Native Peruvian Guillermo Danino reflects on his 40 years in China

World Today

Native Peruvian Guillermo Danino reflects on his 40 years in China

There is not a Peruvian alive who knows China better than Guillermo Danino. The 87-year-old spent nearly four decades in China but returned to Peru in 2013.

In Lima, he tells CGTN’s Dan Collyns how it all began in 1979 as a professor of literature and linguistics. He was invited to teach Spanish to professors in China’s Nanjing University.

“Gradually, I discovered what the people were like and the culture and it fascinated me so much that in spite of the fact that they only invited me for two years I arranged to stay for 35. For two main reasons, first, the type of people that I met, I don’t know if all the Chinese are the same but the people that I met were extraordinary; straightforward, cordial, cooperative, friendly etc. So, that was the first reason, the second is the enormous cultural wealth, it is the oldest culture in the human history,” Guillermo Danino told us.

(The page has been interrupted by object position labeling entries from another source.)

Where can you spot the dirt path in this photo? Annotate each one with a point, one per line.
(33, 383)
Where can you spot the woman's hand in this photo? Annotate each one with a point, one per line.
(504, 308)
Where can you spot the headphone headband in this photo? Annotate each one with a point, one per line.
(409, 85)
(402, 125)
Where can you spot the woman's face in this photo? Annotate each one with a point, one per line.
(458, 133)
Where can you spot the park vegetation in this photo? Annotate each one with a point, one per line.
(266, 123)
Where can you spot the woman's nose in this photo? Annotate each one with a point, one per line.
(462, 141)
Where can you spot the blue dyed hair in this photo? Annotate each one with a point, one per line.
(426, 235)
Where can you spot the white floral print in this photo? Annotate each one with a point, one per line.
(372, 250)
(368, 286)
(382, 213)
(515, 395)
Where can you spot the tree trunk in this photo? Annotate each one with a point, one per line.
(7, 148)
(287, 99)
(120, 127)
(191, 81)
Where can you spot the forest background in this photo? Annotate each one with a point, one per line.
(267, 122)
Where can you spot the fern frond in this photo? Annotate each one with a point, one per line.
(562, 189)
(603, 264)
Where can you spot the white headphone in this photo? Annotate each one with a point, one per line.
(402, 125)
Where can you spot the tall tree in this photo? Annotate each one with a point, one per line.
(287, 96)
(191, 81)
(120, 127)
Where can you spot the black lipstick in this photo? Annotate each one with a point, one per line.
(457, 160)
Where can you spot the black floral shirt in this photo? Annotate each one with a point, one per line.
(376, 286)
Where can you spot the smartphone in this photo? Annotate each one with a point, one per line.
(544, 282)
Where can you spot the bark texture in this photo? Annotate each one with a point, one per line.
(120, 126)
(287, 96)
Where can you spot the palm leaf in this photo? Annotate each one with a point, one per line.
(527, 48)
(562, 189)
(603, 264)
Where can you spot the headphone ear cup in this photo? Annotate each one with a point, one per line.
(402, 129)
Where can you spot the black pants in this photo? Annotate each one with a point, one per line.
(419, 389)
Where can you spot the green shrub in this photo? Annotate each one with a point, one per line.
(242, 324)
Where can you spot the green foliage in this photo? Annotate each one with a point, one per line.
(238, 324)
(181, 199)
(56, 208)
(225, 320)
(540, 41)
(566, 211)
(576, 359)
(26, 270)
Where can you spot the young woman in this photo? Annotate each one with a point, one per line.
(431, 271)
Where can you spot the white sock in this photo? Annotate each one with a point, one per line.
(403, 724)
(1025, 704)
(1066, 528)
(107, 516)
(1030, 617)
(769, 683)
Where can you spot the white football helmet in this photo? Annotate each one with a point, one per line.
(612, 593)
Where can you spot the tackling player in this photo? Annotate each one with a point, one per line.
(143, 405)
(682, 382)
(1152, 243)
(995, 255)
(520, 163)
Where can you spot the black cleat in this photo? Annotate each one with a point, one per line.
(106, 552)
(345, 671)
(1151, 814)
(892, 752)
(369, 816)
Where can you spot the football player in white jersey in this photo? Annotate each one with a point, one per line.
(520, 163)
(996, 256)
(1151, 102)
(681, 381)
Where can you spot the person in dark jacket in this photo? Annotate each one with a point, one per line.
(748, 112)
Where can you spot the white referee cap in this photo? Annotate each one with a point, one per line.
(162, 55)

Danino has written several books about Chinese poetry, history and culture. His life in China took an unexpected turn in 1980 he was invited to play the president of the International Fencing Federation in a movie.

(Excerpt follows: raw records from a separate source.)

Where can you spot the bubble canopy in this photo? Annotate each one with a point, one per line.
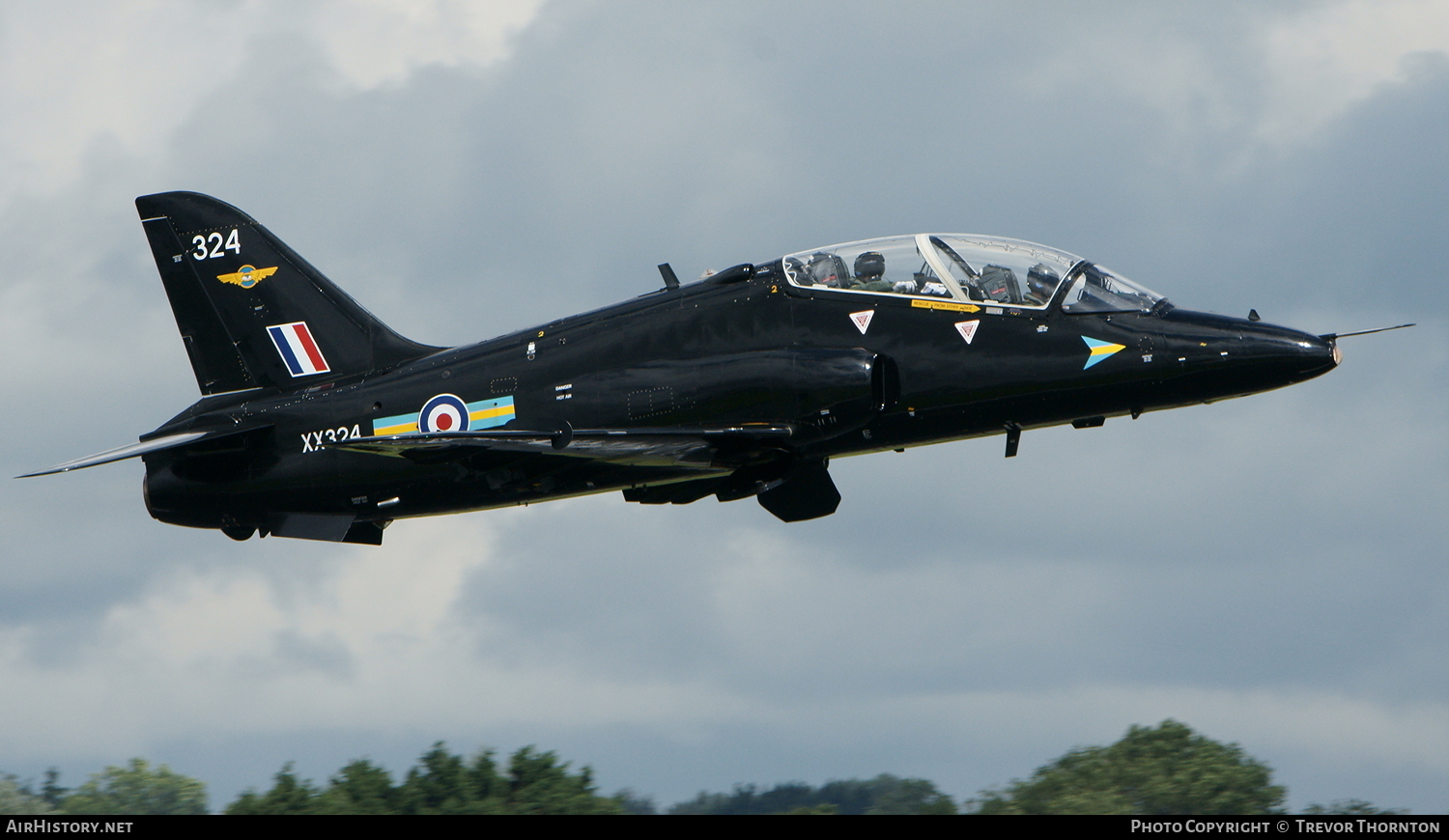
(982, 269)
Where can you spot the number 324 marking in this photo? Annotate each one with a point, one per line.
(217, 245)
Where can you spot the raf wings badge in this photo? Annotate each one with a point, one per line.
(246, 275)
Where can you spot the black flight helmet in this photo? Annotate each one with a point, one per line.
(1042, 281)
(869, 266)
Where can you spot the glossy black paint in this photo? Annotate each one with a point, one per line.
(736, 385)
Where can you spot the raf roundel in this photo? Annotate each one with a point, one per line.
(443, 413)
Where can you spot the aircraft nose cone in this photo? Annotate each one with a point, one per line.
(1300, 355)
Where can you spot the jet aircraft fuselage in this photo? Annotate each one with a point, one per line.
(319, 422)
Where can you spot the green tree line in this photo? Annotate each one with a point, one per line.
(1162, 770)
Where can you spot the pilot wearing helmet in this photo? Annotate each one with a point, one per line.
(1040, 283)
(869, 266)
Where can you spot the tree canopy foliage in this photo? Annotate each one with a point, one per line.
(884, 794)
(1164, 770)
(136, 790)
(440, 784)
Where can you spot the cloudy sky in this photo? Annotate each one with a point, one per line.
(1269, 571)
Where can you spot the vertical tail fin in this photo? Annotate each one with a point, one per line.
(254, 313)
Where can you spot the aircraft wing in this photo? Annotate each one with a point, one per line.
(124, 452)
(661, 446)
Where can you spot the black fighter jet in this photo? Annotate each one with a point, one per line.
(319, 422)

“Did you ever expect traveling to China as an academic to have a career as a cinema actor?” we asked.

“I have my book, here it is, it is called ‘Who am I now’ the experiences of a Peruvian actor in China – and here I have the list of roles I played. I’ve been an ambassador, marshal, an Italian Jesuit, a French missionary, president of the International Fencing Federation, a drug trafficker, a general, a spy, a trader, an air pilot trainer, a doctor, a hotel owner, a journalist, a police officer, a car buyer, a tourist, an extra and myself,” he said.

Last November, China’s President Xi Jinping paid tribute to him in a speech on an official visit to Peru. We asked him what that meant to him.

“Honestly, when the president mentions you when you least expect it, moreover I personally spoke to him in Chinese, well for me it has been a prize for all my efforts over the years,” he said.

We asked him does he feel more Peruvian or Chinese.

“I have various articles here for example that have been written about my life and in one, in a Chinese magazine in Spanish, it says that I would like to be reincarnated as a Chinese person in order to learn Chinese from childhood because it’s too difficult as an adult,” he answered.